STOCKHOLDER PROPOSALS
If a stockholder intends to present a proposal at the 2001 Annual Meeting,
other than through inclusion of such proposal in Universal Stainless' proxy
materials for that meeting, the stockholder must deliver to the Secretary of
Universal Stainless at its principal executive office written notice of such
proposal no later than March 7, 2001. If Universal Stainless does not receive
notice by the required date and such proposal is presented at the 2001 Annual
Meeting, management proxies may use their discretionary voting authority with
respect to such proposal.
OTHER MATTERS
The Board of Directors and management know of no matters to be presented at
the Annual Meeting other than those set forth in this Proxy Statement.
However, if any other business is properly brought before the meeting or any
adjournment thereof, the proxy holders will vote in regard thereto in
accordance with their best judgment, insofar as such proxies are not limited
to the contrary.
By Order of the Board of Directors,
/s/ Paul A. McGrath
Paul A. McGrath
Director Employee Relations, General Counsel and Secretary
Bridgeville, Pennsylvania
April 10, 2000
11
PROXY UNIVERSAL STAINLESS & ALLOY PRODUCTS, INC. PROXY
THIS PROXY IS SOLICITED BY THE BOARD OF DIRECTORS FOR THE ANNUAL MEETING
OF STOCKHOLDERS TO BE HELD ON MAY 23, 2000
The undersigned hereby appoints Clarence M. McAninch and D. Leonard Wise, and
each of them, with full power of substitution, proxies to vote all shares of
common stock, $.001 par value, of Universal Stainless & Alloy Products, Inc., a
Delaware corporation (the "Company"), for which the undersigned is entitled to
vote at the Annual Meeting of Stockholders of the Company to be held at the
Southpointe Golf Club, Canonsburg, Pennsylvania 15317, on May 23, 2000, at
10:00 a.m., local time, and at any and all adjournments or postponements
thereof.
PLEASE MARK, SIGN, DATE AND PROMPTLY RETURN THIS PROXY CARD USING THE ENCLOSED
ENVELOPE. YOU MAY REVOKE THIS PROXY AT ANY TIME BY FORWARDING TO THE COMPANY A
SUBSEQUENTLY DATED PROXY RECEIVED BY THE COMPANY PRIOR TO THE TAKING OF A VOTE
ON THE MATTERS HEREIN.
THE BOARD OF DIRECTORS OF THE COMPANY RECOMMENDS VOTES "FOR" EACH OF THE
FOLLOWING:
1. Election of the following nominees as Directors: Douglas M. Dunn, George F.
Keane, Clarence M. McAninch, Udi Toledano, D. Leonard Wise
For all Withhold for Withhold for the following only: (Write the
nominees all nominees names of the nominee(s) in the space below)
[_] [_]
_______________________________________________
2.Approval of PricewaterhouseCoopers LLP as Independent Accountants.
FOR [_] AGAINST [_] ABSTAIN [_]
THIS PROXY IS CONTINUED ON THE REVERSE SIDE. PLEASE DATE, SIGN AND RETURN
PROMPTLY.
3. OTHER MATTERS: Discretionary authority is hereby granted with respect to
such other matters as may properly come before the meeting or any
adjournment or postponement thereof.
THE UNDERSIGNED HEREBY ACKNOWLEDGES RECEIPT OF THE NOTICE OF ANNUAL MEETING OF
STOCKHOLDERS AND THE PROXY STATEMENT FURNISHED HEREWITH.
Note: Please print and sign your
name exactly as it appears
hereon.
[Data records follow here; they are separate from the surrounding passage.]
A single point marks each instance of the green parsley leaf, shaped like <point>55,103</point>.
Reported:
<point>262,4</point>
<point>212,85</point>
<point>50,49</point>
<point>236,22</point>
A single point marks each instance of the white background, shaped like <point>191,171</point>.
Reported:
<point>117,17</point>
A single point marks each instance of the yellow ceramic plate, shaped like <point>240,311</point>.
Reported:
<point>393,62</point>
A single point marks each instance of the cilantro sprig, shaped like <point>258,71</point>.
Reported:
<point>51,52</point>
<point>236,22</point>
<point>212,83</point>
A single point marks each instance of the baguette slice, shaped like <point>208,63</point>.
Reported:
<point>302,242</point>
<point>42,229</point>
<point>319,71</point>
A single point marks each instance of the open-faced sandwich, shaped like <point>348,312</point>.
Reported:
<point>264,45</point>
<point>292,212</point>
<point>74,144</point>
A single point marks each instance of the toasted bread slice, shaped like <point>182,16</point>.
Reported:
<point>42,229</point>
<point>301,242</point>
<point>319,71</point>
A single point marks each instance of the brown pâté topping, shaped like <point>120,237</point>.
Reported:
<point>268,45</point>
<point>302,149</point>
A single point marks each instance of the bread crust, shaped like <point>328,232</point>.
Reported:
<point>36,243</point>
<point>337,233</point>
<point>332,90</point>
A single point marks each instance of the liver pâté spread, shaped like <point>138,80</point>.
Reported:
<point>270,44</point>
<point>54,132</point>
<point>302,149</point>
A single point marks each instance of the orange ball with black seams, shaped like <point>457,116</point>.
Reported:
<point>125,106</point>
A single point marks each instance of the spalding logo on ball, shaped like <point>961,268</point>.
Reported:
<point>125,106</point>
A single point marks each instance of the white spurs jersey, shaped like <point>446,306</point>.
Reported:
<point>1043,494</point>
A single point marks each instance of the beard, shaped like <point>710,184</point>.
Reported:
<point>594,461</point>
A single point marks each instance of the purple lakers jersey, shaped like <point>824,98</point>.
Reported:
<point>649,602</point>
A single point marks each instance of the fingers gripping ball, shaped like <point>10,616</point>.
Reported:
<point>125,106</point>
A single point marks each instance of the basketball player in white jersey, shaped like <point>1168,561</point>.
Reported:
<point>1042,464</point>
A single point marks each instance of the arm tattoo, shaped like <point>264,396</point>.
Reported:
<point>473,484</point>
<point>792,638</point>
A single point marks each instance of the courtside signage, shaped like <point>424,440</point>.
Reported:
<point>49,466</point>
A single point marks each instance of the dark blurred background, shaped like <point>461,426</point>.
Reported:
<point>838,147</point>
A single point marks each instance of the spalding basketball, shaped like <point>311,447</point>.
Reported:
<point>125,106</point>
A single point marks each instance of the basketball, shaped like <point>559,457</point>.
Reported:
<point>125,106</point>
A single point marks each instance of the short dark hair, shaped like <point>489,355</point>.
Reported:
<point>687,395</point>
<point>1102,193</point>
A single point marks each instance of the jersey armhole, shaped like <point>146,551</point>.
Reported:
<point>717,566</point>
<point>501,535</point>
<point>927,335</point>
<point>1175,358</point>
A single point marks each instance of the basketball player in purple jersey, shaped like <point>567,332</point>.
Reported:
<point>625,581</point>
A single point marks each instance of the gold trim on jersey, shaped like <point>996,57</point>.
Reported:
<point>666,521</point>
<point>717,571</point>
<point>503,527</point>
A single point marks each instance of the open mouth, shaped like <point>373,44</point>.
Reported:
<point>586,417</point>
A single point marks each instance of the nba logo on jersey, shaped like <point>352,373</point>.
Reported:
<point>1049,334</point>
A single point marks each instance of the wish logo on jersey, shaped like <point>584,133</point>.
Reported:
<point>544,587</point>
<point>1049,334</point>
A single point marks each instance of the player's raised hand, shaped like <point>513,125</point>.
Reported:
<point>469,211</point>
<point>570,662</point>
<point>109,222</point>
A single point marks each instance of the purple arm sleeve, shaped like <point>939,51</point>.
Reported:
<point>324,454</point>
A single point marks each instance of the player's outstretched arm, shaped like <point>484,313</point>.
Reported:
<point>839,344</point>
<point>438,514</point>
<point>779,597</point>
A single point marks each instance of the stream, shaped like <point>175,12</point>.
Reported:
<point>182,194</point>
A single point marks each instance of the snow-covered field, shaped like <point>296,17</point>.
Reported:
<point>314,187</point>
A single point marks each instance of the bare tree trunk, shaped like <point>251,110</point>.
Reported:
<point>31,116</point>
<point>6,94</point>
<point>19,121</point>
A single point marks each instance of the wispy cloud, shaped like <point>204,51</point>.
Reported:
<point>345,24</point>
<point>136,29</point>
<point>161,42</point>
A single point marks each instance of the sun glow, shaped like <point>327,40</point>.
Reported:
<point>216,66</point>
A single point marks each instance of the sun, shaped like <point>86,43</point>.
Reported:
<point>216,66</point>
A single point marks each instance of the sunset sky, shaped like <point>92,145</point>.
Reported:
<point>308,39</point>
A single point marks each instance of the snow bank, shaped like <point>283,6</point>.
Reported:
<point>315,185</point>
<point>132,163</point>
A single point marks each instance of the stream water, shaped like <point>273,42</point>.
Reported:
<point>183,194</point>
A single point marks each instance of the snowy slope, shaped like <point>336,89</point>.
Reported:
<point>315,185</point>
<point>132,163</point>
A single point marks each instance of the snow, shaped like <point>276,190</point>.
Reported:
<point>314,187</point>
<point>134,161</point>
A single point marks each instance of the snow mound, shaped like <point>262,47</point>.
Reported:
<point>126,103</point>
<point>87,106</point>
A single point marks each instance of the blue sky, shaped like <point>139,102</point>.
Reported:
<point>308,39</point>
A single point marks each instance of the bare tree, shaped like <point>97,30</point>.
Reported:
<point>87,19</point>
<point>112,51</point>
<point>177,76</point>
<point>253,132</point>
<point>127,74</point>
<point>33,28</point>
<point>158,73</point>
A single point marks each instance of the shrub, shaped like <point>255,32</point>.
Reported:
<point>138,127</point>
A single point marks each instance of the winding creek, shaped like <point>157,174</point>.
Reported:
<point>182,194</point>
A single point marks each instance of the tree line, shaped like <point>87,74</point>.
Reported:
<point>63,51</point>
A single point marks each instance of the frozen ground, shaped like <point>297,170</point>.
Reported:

When signing as
attorney, agent, executor,
administrator, trustee, guardian
or corporate officer, please
give full title as such. Each
joint owner should sign the
Proxy. If a corporation, please
sign as full corporate name by
president or authorized officer.
If a partnership, please sign in
partnership name by authorized
person.
Date , 2000
----------------------
---------------------------------
Signature (title, if any)
---------------------------------
Signature (if held jointly)
The shares represented by this Proxy will be voted in the manner directed, and
if no instructions to the contrary are indicated, will be
voted FOR the election of the named nominees and approval of the proposals set
forth in the Notice of the Annual Meeting of Stockholders.